The European Public Prosecutor’s Office (EPPO), which led the investigation codenamed “Ambrosia,” announced that charges against 30 defendants—17 individuals and 13 companies—were filed on Tuesday at the Central Criminal Court of Lisbon. Three defendants were placed in pre-trial detention, while another was put under house arrest.
The network allegedly controlled companies based in Portugal, Spain, and France, engaging in VAT fraud involving products such as olive oil, cooking oil, and sugar.
Using falsified documents, a fictitious circuit of international transactions was reportedly created to evade tax payments and falsely claim VAT refunds.
The products allegedly traded internationally are said never to have left Portugal.
The scheme targeted wholesale market operators in Portugal (‘cash and carry’), leveraging fraudulent VAT margins to lower the sale prices of essential goods, thereby distorting competition among businesses in the sector.

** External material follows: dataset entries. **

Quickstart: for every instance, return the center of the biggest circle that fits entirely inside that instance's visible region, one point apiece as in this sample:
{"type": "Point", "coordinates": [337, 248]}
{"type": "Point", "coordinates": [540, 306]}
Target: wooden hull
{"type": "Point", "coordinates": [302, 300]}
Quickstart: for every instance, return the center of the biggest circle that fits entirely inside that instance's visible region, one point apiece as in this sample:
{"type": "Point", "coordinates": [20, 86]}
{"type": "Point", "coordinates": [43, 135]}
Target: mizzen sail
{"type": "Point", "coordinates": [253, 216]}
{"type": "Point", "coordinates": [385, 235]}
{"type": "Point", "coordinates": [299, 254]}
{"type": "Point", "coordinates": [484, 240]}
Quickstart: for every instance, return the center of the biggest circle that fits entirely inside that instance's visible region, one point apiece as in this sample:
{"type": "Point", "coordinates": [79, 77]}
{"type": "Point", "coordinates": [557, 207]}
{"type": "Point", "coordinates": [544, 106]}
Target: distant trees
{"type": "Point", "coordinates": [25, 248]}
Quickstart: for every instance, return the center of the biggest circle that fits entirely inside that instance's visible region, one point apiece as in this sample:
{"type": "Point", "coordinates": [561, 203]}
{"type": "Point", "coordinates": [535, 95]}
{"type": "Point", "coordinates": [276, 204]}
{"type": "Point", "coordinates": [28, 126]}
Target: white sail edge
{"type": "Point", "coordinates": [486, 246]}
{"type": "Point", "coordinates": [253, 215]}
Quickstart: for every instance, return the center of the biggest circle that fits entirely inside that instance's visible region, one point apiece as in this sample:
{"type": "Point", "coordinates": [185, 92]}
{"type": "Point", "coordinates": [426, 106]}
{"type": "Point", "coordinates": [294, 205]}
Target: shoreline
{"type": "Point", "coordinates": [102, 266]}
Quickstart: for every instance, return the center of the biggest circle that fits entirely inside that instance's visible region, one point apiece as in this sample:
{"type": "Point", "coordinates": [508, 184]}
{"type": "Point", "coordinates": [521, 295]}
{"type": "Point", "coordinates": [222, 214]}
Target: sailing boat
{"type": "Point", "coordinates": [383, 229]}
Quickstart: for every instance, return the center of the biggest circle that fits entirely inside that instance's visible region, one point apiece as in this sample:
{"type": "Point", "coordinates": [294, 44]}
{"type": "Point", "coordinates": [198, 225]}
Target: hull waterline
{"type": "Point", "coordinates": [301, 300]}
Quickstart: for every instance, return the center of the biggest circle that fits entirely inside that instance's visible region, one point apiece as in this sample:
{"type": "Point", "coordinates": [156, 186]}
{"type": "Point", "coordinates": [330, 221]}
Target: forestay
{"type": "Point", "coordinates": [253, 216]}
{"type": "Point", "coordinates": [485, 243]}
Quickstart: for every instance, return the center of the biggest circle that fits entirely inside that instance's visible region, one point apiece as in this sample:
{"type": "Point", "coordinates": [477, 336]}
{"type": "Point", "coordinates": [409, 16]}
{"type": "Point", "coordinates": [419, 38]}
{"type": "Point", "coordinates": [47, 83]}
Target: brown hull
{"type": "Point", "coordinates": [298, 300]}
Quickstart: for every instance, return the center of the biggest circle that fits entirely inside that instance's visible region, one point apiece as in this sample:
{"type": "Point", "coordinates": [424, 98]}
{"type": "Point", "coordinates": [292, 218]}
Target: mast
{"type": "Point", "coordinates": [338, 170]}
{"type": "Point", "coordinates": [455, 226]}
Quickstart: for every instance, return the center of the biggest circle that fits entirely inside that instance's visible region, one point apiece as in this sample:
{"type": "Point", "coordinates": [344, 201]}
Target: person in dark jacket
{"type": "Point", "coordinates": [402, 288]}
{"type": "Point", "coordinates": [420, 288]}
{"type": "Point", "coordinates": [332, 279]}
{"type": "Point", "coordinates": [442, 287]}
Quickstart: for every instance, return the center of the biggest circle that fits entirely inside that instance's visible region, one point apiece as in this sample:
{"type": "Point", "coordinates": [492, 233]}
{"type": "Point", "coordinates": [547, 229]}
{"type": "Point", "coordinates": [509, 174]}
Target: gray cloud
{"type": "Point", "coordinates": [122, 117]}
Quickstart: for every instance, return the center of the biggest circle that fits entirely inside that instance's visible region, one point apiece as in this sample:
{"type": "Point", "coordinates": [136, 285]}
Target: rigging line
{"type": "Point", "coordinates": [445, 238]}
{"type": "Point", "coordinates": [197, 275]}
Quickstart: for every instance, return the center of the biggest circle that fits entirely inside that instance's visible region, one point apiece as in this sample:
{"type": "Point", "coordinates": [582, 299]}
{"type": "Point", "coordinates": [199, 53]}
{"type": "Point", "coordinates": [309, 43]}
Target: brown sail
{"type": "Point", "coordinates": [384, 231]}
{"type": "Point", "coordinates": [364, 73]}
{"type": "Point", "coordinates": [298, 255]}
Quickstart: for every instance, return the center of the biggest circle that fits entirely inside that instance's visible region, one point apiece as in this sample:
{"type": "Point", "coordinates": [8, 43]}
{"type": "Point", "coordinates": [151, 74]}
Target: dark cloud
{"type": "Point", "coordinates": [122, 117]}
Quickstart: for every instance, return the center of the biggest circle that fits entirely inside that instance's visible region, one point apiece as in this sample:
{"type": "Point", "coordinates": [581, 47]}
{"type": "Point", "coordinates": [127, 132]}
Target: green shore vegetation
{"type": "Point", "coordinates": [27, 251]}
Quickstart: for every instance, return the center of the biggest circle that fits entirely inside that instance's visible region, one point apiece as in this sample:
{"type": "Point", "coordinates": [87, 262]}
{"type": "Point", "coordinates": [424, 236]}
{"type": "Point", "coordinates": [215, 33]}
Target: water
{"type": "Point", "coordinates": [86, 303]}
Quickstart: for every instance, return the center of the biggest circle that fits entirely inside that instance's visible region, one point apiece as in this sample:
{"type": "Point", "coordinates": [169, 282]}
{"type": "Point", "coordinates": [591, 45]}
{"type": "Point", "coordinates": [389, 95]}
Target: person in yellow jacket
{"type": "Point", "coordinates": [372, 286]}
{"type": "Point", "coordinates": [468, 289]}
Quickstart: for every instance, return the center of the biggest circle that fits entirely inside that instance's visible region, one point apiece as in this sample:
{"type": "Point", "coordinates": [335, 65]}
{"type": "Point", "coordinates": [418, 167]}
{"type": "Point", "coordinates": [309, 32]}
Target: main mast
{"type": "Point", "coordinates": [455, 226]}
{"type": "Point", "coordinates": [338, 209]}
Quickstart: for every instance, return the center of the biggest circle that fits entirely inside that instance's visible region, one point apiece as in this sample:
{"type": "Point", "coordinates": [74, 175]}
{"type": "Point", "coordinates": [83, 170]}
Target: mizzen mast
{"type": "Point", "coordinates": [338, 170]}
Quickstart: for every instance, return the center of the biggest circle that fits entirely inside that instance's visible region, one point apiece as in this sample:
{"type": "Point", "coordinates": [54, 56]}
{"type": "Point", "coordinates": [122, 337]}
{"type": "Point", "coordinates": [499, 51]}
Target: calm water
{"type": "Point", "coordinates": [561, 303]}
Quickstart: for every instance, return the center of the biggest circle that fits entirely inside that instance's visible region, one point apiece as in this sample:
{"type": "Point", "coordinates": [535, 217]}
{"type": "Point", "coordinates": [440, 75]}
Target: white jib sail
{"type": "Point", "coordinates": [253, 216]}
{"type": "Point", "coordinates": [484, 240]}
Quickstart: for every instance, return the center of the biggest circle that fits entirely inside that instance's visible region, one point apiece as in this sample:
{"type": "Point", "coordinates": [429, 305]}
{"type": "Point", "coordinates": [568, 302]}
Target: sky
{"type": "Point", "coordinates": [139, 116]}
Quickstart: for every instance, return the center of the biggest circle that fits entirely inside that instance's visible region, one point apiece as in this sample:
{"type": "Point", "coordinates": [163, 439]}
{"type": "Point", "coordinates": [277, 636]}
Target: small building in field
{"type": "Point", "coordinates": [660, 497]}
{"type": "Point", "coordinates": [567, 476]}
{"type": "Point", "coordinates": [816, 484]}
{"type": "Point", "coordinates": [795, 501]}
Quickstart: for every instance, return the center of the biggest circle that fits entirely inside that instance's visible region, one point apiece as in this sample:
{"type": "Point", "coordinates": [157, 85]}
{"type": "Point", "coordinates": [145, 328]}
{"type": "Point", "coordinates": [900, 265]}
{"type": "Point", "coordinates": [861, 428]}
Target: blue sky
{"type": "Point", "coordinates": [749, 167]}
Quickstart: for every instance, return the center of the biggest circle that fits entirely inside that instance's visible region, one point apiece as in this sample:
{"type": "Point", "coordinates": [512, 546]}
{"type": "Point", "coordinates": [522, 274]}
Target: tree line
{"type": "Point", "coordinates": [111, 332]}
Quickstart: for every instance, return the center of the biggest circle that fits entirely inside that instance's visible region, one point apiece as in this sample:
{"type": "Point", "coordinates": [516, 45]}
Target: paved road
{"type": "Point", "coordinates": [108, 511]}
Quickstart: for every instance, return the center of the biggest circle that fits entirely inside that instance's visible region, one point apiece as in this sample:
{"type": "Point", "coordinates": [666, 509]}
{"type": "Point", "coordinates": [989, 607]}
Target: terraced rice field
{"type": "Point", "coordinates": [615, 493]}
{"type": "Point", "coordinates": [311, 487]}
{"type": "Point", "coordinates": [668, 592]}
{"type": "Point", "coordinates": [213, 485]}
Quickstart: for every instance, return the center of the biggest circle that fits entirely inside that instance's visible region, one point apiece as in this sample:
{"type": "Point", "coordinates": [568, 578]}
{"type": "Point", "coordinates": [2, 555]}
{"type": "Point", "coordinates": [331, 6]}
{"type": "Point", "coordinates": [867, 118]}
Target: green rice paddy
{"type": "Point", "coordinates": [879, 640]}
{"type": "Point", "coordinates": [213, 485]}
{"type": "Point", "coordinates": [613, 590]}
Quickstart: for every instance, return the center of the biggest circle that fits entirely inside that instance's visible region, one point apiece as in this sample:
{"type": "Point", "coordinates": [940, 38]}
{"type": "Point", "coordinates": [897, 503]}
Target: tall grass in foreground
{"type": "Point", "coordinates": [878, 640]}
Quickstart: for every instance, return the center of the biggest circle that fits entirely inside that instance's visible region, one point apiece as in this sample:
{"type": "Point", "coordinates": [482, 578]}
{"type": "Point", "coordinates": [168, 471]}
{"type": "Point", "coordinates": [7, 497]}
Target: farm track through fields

The EPPO estimates that the network’s activities resulted in unlawful profits of approximately 35 million euros in VAT, a loss impacting both the Portuguese state treasury and the European Union budget.
If found guilty, the principal defendants could face prison sentences of up to 25 years, while companies could be subjected to fines and judicially ordered dissolution, according to the European Prosecutor’s Office.